CAA, Miller and Yerushalaim also filed a special motion to strike allegations related to misappropriation under California's anti-SLAPP statute, which brings an early end to lawsuits arising from protected conduct like free speech. Here, they argue the constitutionally protected activity is their communication in connection with the creation of a TV series.

"[T]here is simply no evidence that Sascha Penn, Jerry Bruckheimer, Bruckheimer TV, Bruckheimer Productions, or any other entity or individual involved in the making of the series selected by CBS for production as a pilot, were in any way informed in their work by John Musero or his script, concept, pilot, series overview or treatment," writes Holden. 

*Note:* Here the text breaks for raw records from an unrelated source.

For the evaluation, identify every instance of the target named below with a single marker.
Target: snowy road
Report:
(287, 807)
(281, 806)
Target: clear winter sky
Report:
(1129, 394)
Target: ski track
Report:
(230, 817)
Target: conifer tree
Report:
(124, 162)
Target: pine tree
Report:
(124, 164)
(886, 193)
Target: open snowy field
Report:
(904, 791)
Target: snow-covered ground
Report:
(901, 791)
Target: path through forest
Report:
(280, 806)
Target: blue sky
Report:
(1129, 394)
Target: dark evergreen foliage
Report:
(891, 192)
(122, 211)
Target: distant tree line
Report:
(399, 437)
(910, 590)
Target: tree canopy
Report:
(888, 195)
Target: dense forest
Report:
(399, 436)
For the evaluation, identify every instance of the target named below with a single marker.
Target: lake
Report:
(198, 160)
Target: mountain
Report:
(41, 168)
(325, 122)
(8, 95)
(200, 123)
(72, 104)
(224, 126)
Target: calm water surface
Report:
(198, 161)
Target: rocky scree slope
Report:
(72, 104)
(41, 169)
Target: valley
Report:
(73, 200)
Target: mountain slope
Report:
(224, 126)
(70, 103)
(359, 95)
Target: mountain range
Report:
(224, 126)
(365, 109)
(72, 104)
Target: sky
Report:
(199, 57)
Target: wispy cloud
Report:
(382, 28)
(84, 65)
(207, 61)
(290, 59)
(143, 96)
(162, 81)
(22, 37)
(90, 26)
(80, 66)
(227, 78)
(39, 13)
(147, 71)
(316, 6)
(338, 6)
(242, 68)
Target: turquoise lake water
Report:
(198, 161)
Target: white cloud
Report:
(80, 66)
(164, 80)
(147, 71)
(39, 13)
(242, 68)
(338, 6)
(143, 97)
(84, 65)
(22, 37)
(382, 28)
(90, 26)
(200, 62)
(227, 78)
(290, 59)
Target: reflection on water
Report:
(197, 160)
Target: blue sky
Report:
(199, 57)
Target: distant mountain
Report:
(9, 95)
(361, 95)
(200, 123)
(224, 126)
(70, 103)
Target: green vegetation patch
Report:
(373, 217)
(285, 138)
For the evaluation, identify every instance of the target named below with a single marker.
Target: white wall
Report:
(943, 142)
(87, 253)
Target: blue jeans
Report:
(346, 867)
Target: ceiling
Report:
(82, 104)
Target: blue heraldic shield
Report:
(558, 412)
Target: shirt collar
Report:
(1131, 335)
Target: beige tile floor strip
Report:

Each of the agents filed a brief declaration in support of the motion. Miller says he never provided "the script, concept, pitch, series overview or pilot" for Musero's Main Justice to Penn and that Penn approached him with his idea for Main Justice and the two never discussed Musero's previous project or any of his other work. Yerushalaim says she's never met or spoken to Penn or and didn't play any role in the creation or sale of his Main Justice project.

The defendants also filed a motion to strike other portions of the complaint, arguing that Musero failed to sufficiently support his claim for punitive damages. "These claims are, at their core, creative and commercial disagreements in the entertainment industry, and allegations of neglect," writes Holden. "They do not rise to the level of 'malice, oppression or fraud,' or constitute an 'extreme indifference' which 'decent citizens should not tolerate' as required by the statute and case law. Nor do the allegations come close to meeting any standard of specificity." 

A hearing is currently scheduled for June 24.